Laura Cochran won an Award of Excellence for a design she created during her study abroad semester at the University of Arkansas Rome Center.

Laura Cochran won an Award of Excellence for a design she created during her study abroad semester at the University of Arkansas Rome Center.

By Mattie Bailey

Five University of Arkansas students in the Fay Jones School of Architecture and Design were recognized earlier this semester for their design work through the eighth annual Hnedak Bobo Group International Design Competition. This is the first of three installments that explore their design projects and their study abroad experiences in Rome and Mexico.

Laura Cochran, a fifth-year architecture student from Kansas City, Missouri, was among the students who studied at the University of Arkansas Rome Center last year. During both the fall 2014 and spring 2015 semesters, the theme for the Rome Center studio was the Aurelian Wall, as students focused on urban analysis, interpretation, documentation, synthesis and intervention. The Aurelian Wall was a defensive wall of imperial Rome, with its construction begun in third century A.D. It was about 12.5 miles long, 13 feet thick and 24 feet high. In fifth century A.D., the height was raised to 35 feet, and 380 towers were added.

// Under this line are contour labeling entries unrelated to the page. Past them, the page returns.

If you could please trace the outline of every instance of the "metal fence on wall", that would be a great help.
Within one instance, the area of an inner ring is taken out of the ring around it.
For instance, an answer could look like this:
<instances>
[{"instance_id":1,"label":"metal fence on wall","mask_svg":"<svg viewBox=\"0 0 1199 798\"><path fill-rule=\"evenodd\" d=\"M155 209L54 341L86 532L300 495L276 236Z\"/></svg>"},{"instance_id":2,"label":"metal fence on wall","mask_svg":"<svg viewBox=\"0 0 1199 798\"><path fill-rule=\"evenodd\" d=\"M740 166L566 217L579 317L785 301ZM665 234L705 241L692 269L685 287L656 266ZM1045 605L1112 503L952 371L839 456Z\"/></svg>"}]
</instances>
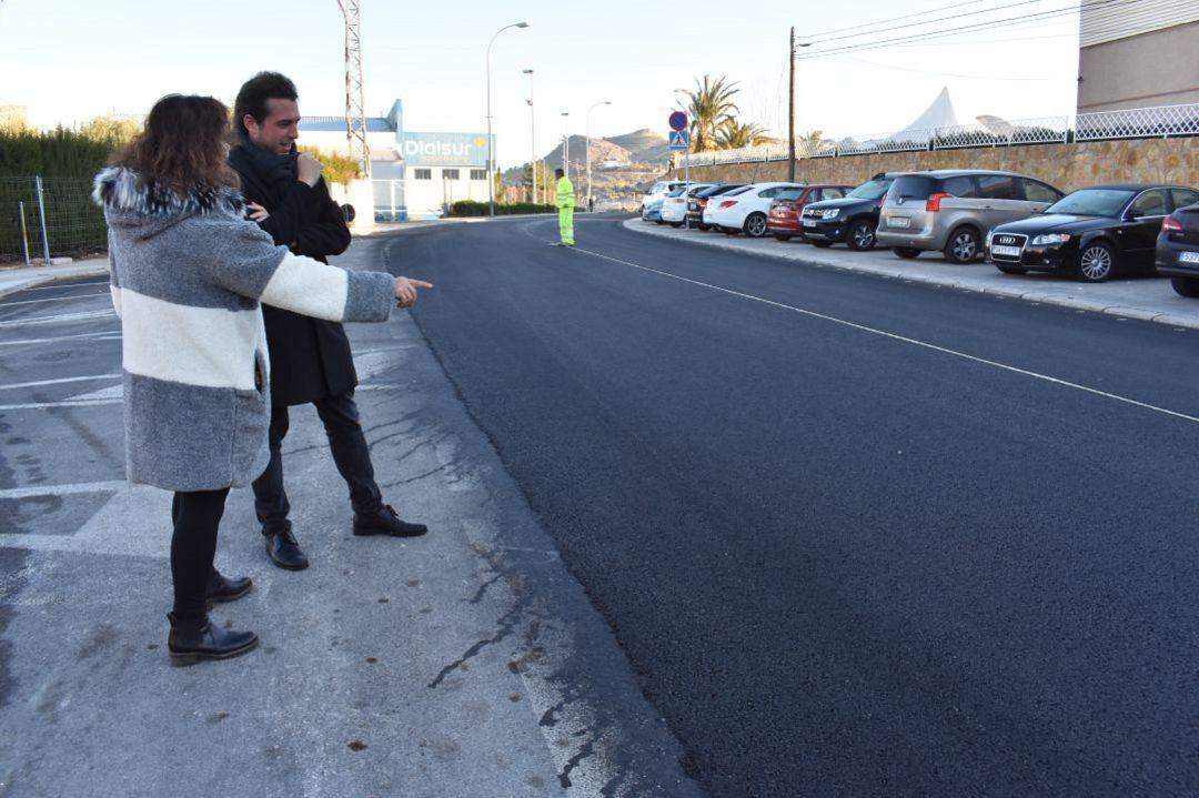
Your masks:
<instances>
[{"instance_id":1,"label":"metal fence on wall","mask_svg":"<svg viewBox=\"0 0 1199 798\"><path fill-rule=\"evenodd\" d=\"M104 216L91 181L0 177L0 264L86 258L108 248Z\"/></svg>"},{"instance_id":2,"label":"metal fence on wall","mask_svg":"<svg viewBox=\"0 0 1199 798\"><path fill-rule=\"evenodd\" d=\"M873 133L842 139L795 143L796 158L836 158L876 152L915 152L923 150L963 150L1025 144L1068 144L1111 139L1147 139L1199 135L1199 103L1161 105L1127 110L1096 111L1070 116L1042 116L1006 121L989 119L987 123L959 125L899 133ZM691 165L722 163L760 163L785 161L787 144L759 145L740 150L693 152ZM682 156L673 165L682 165Z\"/></svg>"}]
</instances>

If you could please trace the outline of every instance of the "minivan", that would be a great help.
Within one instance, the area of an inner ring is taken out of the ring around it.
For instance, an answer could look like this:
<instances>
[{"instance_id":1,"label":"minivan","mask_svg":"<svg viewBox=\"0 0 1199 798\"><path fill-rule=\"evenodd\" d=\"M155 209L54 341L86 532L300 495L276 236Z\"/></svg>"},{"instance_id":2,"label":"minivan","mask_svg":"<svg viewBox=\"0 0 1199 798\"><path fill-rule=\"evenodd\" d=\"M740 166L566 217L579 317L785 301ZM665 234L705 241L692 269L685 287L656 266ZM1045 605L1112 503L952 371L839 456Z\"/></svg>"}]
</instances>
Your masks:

The instructors at the Rome Center asked design students to explore a specific section of the Aurelian Walls in teams. Each team analyzed the wall, wall fragment or ruin and recorded the transformations that occurred through the centuries. This investigation yielded sketches, diagrams, collages and other visual forms of data to be used in the design investigation. In doing this, students analyzed current urban conditions, identified the multiple social and cultural overlays on the site, and studied the principles of organization that order and give meaning to the whole.

Students also studied the wall as a physical and material object. The students were asked to determine in what ways the wall might occupy, define, divide or create space. These answers were studied and analyzed in the context of the neighborhoods through which the wall passes. Students studied the history of the street patterns, figure and ground conditions that exist, and the sectional relationships between the wall and the context.

For their final part of the project, the individual design project, students were asked to use their investigations as the basis for imagining and designing a response to the neighborhood that engaged the “idea” of the wall as an architectural element important and relevant in the city of Rome today. The individual projects were evaluated on comprehension of the site’s issues/opportunities; depth of the inventory with respect to the proposed analytical strategy; level of development of the analytical content; coherence of the individual design proposal within the team’s analysis; and clarity in the representation, quality of drawings and development of the idea.

Cochran recalls attending the Hnedak Bobo design competition awards ceremony during her third year of architecture school. She said that she “knew after seeing the work, I wanted to be a part of the competition.”

Cochran, who received an Award of Excellence for her work in this year’s competition, spent about eight weeks on the individual phase of work in Rome.

“Studying abroad was amazing,” Cochran said. “I was there for four months, I can truly say I miss and think about Rome every single day. I cannot wait to go back and walk the streets of Trastevere again.”

Her project introduced a new wall to the ancient Aurelian Walls that surround the city of Rome. She said this new wall is added as an extension of the old, bridging Porta Pinciana and Villa Medici. The new structure creates an enclosed triangular site and becomes a modern sculpture garden. The proposed wall mimics the existing wall in its scale and its reinterpretation of the tower, while keeping an identity of its own with its use of modern materials, she said.

The surrounding Villa Borghese provided the inspiration for the program of the project, Cochran said. Villa Borghese is one of the largest gardens in Rome, and it contains beautiful gardens and museums. This “new wall” creates vertical circulation along the ancient walls onto the Villa Borghese grounds. A modern sculpture garden seemed to be the perfect transition along the way, she said.

The Architecture of the City class strongly encouraged sketching, Cochran said, which also inspired the project.

“I wanted to take advantage of being in this ancient city and experiencing it just as architecture students had hundreds of years ago,” she said. “I favored hand drawing over computer work. I brought my sketchbook with me everywhere I went whether I was sketching at the bar across the street, along the river or at our apartment, I was constantly drawing what was around me.”

Cochran said that planners in Rome are in a tricky position in that they have to consider when and how do they preserve the ancient city while continuing to modernize it in a respectful way. She wanted her project to respect and take inspiration from the ancient walls.

“The new wall is not only meant to create space along the walls, but reinforce what is existing,” she said.

Cochran learned much from her study abroad experience abroad – “not only about architecture, but about different cultures, travel and discovering things for yourself. I feel fortunate that our school requires such an experience.”